2) Si ipotizza un’inflazione dell’assistenza sanitaria del 3,0% contro l’1,95%: -417 miliardi di dollari.

3) Si ipotizza un deflatore degli investimenti fissi delle imprese del 2,0% contro lo 0,99%: -493 miliardi di dollari.

4) Ipotizziamo che un’inflazione superiore a quella ufficiale del governo e gli sprechi abbiano portato a una crescita zero del settore pubblico: -526 miliardi di dollari.

5) Inflazione totale e altri aggiustamenti ai conti NIPA: -2.419.000 miliardi di dollari.

6) Livello del PIL reale corretto, secondo trimestre 2024: 20.500.000 miliardi di dollari.

7) Tasso di crescita del PIL reale rettificato 2008-20124: 1,20% annuo.

In definitiva, dopo 6,5 trilioni di dollari stampati dalla Fed negli ultimi 16 anni, l’economia di Main Street non ha nulla di cui scrivere. Nella migliore delle ipotesi, è cresciuta a un tasso molto tiepido, compreso tra lo 0,15% (produzione industriale) e l’1,2% (PIL reale corretto). E questo porta a chiedersi dove siano finite tutte le infinite elargizioni monetarie della Fed.
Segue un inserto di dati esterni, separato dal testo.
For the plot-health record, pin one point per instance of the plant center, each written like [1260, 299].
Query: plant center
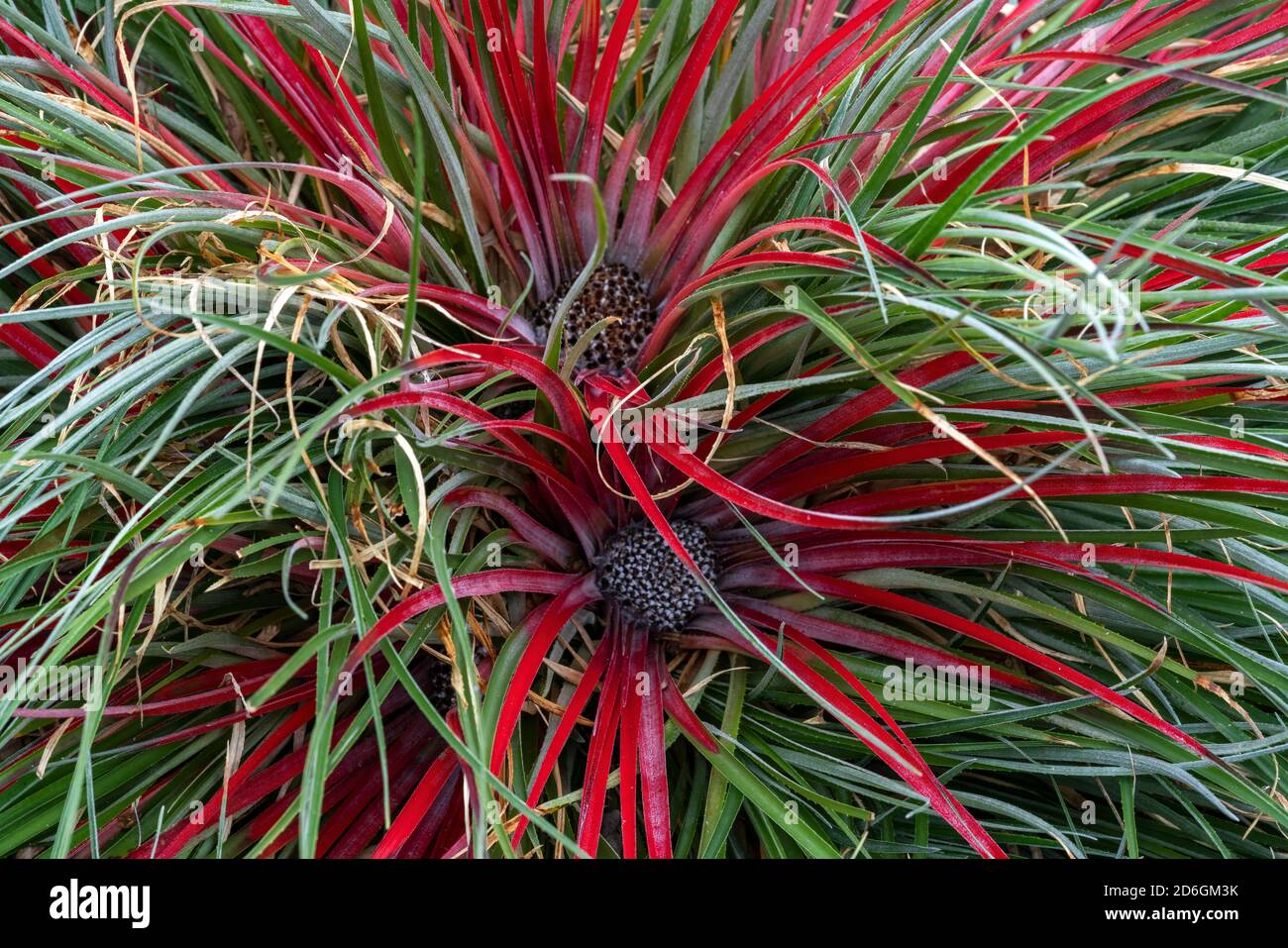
[613, 290]
[642, 574]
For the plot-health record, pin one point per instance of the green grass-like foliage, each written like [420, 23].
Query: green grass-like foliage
[979, 312]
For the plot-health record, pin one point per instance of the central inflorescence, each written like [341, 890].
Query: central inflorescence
[612, 290]
[643, 575]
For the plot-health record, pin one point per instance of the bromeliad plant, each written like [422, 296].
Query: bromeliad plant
[640, 342]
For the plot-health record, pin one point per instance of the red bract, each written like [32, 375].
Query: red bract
[574, 505]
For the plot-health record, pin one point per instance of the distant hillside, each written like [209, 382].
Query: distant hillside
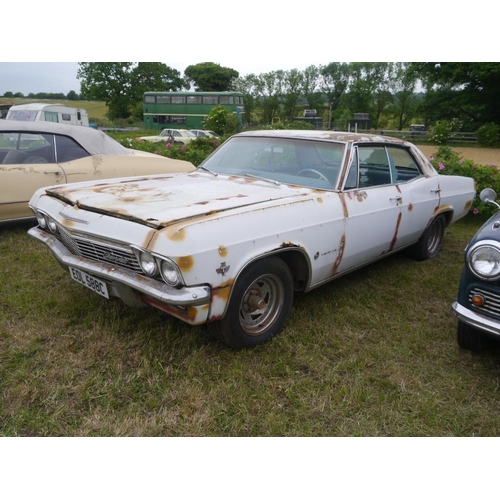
[95, 109]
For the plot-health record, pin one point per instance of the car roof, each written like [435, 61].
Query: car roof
[96, 142]
[324, 135]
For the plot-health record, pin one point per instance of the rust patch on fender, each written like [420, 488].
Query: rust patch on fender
[338, 260]
[395, 237]
[185, 263]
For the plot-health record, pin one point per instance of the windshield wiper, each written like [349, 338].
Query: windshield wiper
[215, 174]
[262, 179]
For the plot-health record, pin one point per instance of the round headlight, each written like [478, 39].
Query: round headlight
[51, 223]
[484, 261]
[42, 221]
[148, 264]
[170, 273]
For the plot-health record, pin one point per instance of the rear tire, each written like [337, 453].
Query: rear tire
[429, 244]
[259, 304]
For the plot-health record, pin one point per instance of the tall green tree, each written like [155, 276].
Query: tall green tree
[468, 92]
[121, 84]
[210, 77]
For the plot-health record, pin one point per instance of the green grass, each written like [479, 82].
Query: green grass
[371, 354]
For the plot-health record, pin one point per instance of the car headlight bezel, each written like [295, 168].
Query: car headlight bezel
[483, 259]
[164, 268]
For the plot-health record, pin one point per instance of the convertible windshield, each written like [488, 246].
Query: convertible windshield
[300, 162]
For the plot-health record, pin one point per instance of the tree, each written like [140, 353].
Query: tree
[210, 77]
[468, 92]
[121, 84]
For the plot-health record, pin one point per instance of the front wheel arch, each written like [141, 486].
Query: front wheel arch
[259, 304]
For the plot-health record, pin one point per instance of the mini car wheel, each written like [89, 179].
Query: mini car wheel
[472, 339]
[429, 244]
[259, 305]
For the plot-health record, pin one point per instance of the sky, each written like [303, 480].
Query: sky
[266, 37]
[57, 77]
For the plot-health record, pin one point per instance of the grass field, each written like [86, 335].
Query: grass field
[371, 354]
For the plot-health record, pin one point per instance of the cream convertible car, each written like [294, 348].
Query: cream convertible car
[267, 214]
[37, 154]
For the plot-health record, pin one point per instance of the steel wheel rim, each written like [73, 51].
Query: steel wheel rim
[261, 304]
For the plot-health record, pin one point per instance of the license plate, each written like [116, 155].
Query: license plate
[96, 285]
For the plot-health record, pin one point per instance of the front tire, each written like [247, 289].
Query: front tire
[259, 304]
[429, 244]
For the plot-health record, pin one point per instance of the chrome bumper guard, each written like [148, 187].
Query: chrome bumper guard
[122, 280]
[475, 320]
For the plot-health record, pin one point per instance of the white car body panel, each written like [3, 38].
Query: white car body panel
[212, 227]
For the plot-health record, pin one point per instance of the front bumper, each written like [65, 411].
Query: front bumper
[191, 304]
[476, 320]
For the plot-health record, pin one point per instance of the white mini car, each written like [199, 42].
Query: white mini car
[175, 136]
[269, 213]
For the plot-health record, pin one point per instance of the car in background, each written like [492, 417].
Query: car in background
[267, 214]
[205, 133]
[175, 136]
[37, 154]
[478, 301]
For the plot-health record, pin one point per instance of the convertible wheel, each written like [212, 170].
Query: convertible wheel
[472, 339]
[259, 305]
[429, 244]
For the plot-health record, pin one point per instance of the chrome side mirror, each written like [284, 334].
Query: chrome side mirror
[489, 195]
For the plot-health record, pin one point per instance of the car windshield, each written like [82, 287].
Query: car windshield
[314, 164]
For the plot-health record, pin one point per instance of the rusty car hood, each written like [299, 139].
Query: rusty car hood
[163, 200]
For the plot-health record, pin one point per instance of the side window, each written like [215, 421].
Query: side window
[404, 168]
[67, 149]
[374, 168]
[352, 176]
[27, 148]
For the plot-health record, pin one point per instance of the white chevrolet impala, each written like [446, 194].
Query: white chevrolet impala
[268, 214]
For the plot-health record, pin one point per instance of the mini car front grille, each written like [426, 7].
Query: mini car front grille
[96, 250]
[491, 305]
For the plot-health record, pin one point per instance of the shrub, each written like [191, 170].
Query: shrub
[441, 132]
[487, 135]
[195, 151]
[221, 121]
[449, 162]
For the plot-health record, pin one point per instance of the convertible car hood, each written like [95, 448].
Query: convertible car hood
[168, 199]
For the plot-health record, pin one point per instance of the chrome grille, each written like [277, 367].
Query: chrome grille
[120, 256]
[491, 304]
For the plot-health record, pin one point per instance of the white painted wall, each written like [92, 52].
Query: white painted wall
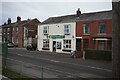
[0, 35]
[57, 29]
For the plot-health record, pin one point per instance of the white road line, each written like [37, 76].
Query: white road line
[98, 68]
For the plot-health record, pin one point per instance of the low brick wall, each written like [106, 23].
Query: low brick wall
[98, 54]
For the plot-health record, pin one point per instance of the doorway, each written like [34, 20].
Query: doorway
[54, 45]
[78, 44]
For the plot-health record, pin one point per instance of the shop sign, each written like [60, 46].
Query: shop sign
[57, 36]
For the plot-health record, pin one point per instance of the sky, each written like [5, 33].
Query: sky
[44, 9]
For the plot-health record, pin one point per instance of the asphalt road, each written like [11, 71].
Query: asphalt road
[58, 65]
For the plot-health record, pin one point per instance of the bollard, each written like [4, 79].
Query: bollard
[83, 55]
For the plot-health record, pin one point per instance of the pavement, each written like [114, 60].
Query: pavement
[49, 59]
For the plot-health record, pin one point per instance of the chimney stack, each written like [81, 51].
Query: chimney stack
[18, 19]
[78, 12]
[9, 20]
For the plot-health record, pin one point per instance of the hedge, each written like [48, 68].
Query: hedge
[98, 54]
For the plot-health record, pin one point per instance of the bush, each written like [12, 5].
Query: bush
[98, 54]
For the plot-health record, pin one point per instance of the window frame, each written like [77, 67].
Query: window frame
[101, 25]
[67, 29]
[67, 43]
[86, 26]
[46, 42]
[46, 31]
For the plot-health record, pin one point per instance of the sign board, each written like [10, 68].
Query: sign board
[57, 36]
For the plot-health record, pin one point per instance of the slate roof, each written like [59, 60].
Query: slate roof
[103, 15]
[16, 24]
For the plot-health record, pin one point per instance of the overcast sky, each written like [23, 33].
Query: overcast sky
[44, 10]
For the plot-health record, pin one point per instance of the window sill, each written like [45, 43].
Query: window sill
[86, 34]
[66, 50]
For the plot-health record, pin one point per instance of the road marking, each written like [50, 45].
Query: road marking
[54, 61]
[98, 68]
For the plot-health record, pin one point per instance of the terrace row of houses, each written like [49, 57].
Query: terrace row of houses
[64, 33]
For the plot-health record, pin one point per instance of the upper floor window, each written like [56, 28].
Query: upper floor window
[86, 29]
[45, 30]
[102, 27]
[8, 30]
[67, 44]
[45, 43]
[16, 29]
[67, 29]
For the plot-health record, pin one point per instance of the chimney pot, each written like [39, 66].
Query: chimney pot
[18, 19]
[78, 12]
[9, 20]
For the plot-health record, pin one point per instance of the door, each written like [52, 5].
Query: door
[54, 45]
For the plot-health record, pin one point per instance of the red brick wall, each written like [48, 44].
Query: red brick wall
[94, 29]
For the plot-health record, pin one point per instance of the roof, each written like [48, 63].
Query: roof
[16, 23]
[83, 17]
[102, 36]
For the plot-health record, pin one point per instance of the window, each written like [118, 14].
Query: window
[58, 45]
[86, 43]
[102, 28]
[101, 45]
[86, 29]
[16, 39]
[8, 30]
[67, 44]
[16, 29]
[67, 29]
[45, 43]
[45, 30]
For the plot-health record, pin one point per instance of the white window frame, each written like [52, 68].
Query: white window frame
[17, 40]
[67, 43]
[102, 23]
[17, 30]
[46, 30]
[67, 29]
[46, 42]
[86, 26]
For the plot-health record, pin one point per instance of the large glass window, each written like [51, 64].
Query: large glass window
[45, 43]
[86, 29]
[67, 29]
[45, 30]
[102, 28]
[67, 44]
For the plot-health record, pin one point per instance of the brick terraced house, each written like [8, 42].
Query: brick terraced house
[76, 32]
[20, 31]
[94, 31]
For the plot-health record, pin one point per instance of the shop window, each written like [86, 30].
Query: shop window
[67, 29]
[45, 30]
[101, 45]
[58, 45]
[102, 28]
[109, 44]
[86, 29]
[67, 44]
[45, 43]
[86, 43]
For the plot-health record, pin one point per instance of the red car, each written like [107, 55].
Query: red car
[30, 46]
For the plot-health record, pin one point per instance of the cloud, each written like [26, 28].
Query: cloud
[44, 10]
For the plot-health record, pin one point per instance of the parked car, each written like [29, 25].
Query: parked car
[31, 46]
[10, 44]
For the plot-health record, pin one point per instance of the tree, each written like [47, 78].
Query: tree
[116, 40]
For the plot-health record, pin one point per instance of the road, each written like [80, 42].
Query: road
[56, 65]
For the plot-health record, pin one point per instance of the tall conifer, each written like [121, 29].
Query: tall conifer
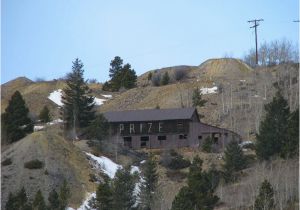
[273, 129]
[15, 121]
[78, 105]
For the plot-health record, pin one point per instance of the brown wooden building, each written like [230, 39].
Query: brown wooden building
[164, 128]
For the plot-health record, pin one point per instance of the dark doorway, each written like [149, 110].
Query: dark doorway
[128, 141]
[144, 140]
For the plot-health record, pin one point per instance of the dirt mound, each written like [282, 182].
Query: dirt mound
[61, 160]
[225, 67]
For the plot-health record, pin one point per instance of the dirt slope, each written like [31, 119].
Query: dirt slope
[62, 160]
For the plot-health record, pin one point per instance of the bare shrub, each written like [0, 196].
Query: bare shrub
[179, 74]
[34, 164]
[282, 174]
[156, 78]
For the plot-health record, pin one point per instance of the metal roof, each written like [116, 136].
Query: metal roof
[150, 115]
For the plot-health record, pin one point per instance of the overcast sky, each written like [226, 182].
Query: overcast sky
[41, 38]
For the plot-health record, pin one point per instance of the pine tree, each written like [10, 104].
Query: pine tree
[64, 195]
[234, 160]
[207, 144]
[22, 197]
[183, 200]
[201, 187]
[39, 202]
[165, 79]
[265, 198]
[199, 194]
[11, 203]
[149, 185]
[273, 129]
[45, 115]
[128, 77]
[121, 76]
[53, 199]
[197, 98]
[123, 188]
[78, 105]
[98, 128]
[15, 121]
[104, 197]
[291, 145]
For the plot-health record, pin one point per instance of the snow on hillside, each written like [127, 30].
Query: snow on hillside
[99, 101]
[85, 205]
[55, 96]
[109, 168]
[107, 96]
[105, 164]
[209, 90]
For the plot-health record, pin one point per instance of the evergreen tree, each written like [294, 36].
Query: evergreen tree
[11, 203]
[39, 202]
[15, 121]
[273, 129]
[45, 115]
[201, 187]
[128, 77]
[183, 200]
[199, 194]
[265, 198]
[207, 144]
[291, 145]
[64, 195]
[53, 199]
[104, 197]
[197, 98]
[121, 76]
[165, 79]
[98, 128]
[22, 197]
[148, 187]
[78, 105]
[234, 160]
[149, 76]
[123, 187]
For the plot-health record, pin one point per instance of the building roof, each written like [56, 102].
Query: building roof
[150, 115]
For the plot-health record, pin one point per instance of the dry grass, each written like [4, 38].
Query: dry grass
[62, 160]
[282, 174]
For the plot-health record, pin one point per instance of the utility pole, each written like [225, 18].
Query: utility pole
[256, 23]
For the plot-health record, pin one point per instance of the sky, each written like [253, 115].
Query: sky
[40, 39]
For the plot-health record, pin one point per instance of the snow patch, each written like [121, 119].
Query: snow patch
[107, 96]
[38, 128]
[85, 205]
[209, 90]
[55, 96]
[99, 101]
[57, 121]
[105, 164]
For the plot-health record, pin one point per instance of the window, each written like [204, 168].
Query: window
[127, 141]
[180, 126]
[161, 138]
[144, 140]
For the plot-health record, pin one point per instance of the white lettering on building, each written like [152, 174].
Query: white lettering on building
[131, 128]
[121, 128]
[160, 127]
[150, 126]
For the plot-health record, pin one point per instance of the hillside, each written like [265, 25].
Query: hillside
[235, 95]
[240, 92]
[62, 160]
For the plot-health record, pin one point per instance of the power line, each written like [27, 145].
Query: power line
[256, 23]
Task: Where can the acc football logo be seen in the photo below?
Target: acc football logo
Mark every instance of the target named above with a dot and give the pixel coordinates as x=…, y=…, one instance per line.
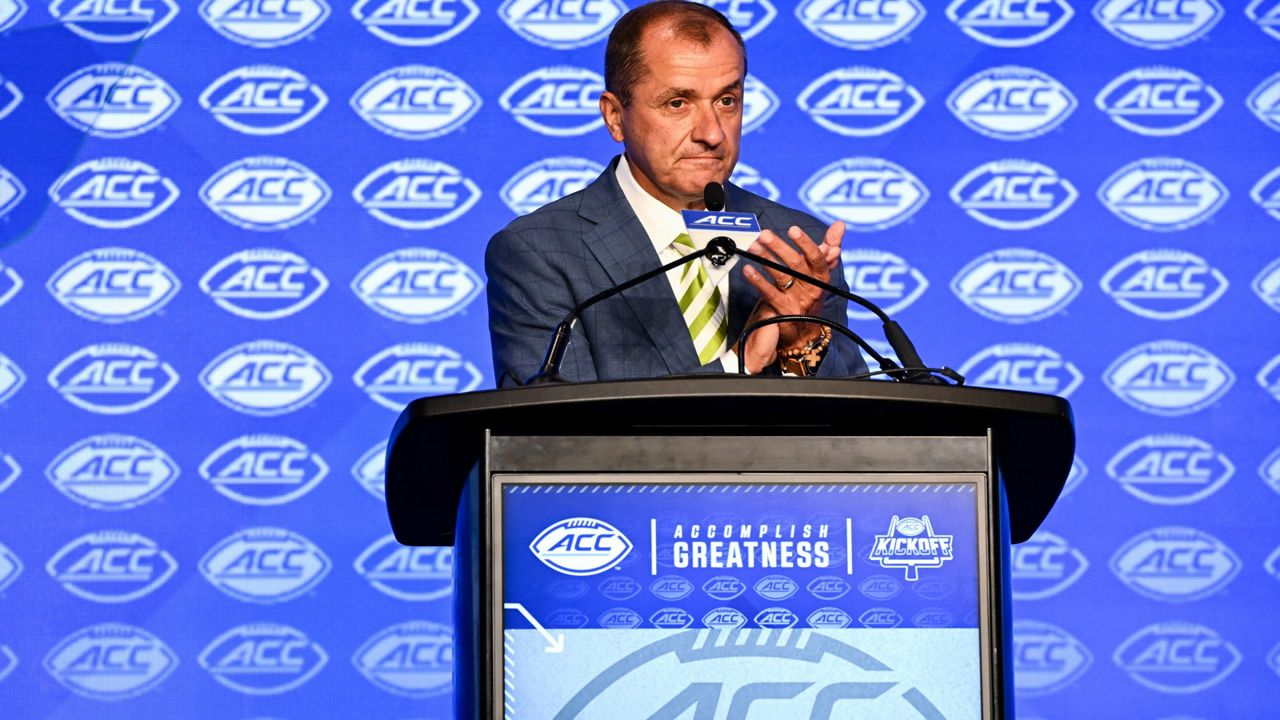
x=867, y=194
x=860, y=26
x=263, y=100
x=110, y=661
x=263, y=659
x=412, y=574
x=414, y=369
x=264, y=469
x=1169, y=378
x=1168, y=469
x=411, y=659
x=547, y=181
x=1156, y=24
x=860, y=101
x=1046, y=659
x=416, y=24
x=265, y=194
x=416, y=101
x=1045, y=566
x=1015, y=285
x=113, y=100
x=264, y=283
x=112, y=472
x=1010, y=24
x=1164, y=285
x=1176, y=657
x=265, y=565
x=112, y=566
x=265, y=378
x=264, y=24
x=1011, y=103
x=580, y=546
x=1014, y=195
x=105, y=21
x=1162, y=194
x=1023, y=367
x=1175, y=564
x=113, y=378
x=561, y=26
x=416, y=194
x=560, y=100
L’avviso di spoiler dovrebbe essere già abbastanza evidente. La speculazione dilagante, le bolle finanziarie di Wall Street, i cattivi investimenti in Main Street e i regali ai Red Ponzi e ad altri venditori stranieri di produzione statunitense delocalizzata hanno avuto come risultato la speculazione dilagante.